There are other reasons many games avoid planetary scale, creating fun content is hard enough, and large open-world games struggle to fill an area equal to a real-world city. No games I know of have filled a real-world continent with compelling content. The biggest ones (WoW, GTA5, Dragon Age 3, Skyrim, etc) are still within a hundred square miles, some as low as twenty square miles.

It is work and some people on the site have done it, but effectively you need to break your world not just into a spatial grid, but into multiple origins. I've read of approaches where they completely rebuild both the scale and the origin after traveling far enough, so you're always in a good range near the middle if floating point values.

For the 90% solution, just calculate your vertex positions using doubles, and then make them local to the quad-tree chunk (by subtracting the chunk centre).

Each chunk will have plenty of precision even with single-precision floats (since the chunks are smaller at higher details), and the model-view-projection matrix concatenation causes a smaller and smaller range of depth values as the camera approaches the surface...
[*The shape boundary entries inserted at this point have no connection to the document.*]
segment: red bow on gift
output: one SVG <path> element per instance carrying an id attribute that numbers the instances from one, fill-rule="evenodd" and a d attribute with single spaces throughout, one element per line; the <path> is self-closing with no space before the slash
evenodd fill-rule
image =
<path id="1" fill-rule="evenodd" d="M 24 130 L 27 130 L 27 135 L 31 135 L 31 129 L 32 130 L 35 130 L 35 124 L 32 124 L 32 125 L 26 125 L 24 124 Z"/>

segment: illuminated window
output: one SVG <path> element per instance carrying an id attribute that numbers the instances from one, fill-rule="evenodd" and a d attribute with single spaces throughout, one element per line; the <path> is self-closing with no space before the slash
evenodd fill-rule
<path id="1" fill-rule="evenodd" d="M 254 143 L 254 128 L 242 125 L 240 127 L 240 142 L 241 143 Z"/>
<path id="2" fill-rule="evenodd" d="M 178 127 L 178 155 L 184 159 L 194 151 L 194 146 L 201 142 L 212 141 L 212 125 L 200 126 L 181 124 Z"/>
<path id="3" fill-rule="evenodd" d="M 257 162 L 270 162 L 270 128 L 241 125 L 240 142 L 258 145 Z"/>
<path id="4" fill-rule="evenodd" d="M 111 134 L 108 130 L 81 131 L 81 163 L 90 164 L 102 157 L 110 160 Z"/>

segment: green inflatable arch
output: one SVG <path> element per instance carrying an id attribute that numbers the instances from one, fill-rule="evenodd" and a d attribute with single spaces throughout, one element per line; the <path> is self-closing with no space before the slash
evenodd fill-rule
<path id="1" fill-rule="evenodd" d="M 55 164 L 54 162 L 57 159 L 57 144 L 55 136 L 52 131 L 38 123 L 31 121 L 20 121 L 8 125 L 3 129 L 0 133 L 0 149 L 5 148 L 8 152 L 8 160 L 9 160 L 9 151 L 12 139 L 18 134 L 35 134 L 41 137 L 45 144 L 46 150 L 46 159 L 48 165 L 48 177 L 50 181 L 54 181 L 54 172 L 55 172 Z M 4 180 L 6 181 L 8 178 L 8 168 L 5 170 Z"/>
Tristam MacDonald. Ex-BigTech Software Engineer. Future farmer. [https://trist.am]

Look into the multi-frustum technique used by Patrick Cozzi and the Cesium crew. Their book and presentations on terrain rendering are worth reading as well.

I've coded a planet visualization engine some years ago and I can say that it's possible to deal with floats.

You can use an 6378.0f value for earth radius and subtract the camera position to each render chunk in order to gain precision at near distances.

(just read swiftcoder... This solution is similar but using long doubles)

You can get around the problem by creating your own vector using "long double" values. This will mean you will need to create your own structure that handles the math that the vector structure uses and then modify your noise code to handle it. When you generate the vertex buffer for each LOD you will need to use a center value and add the offset values of each of the vertices to get a location for each vertex (using floats). The verts very far away will have the same problem as before, but they will be so far that the player can't see them. All the while preserving your noise generation precision.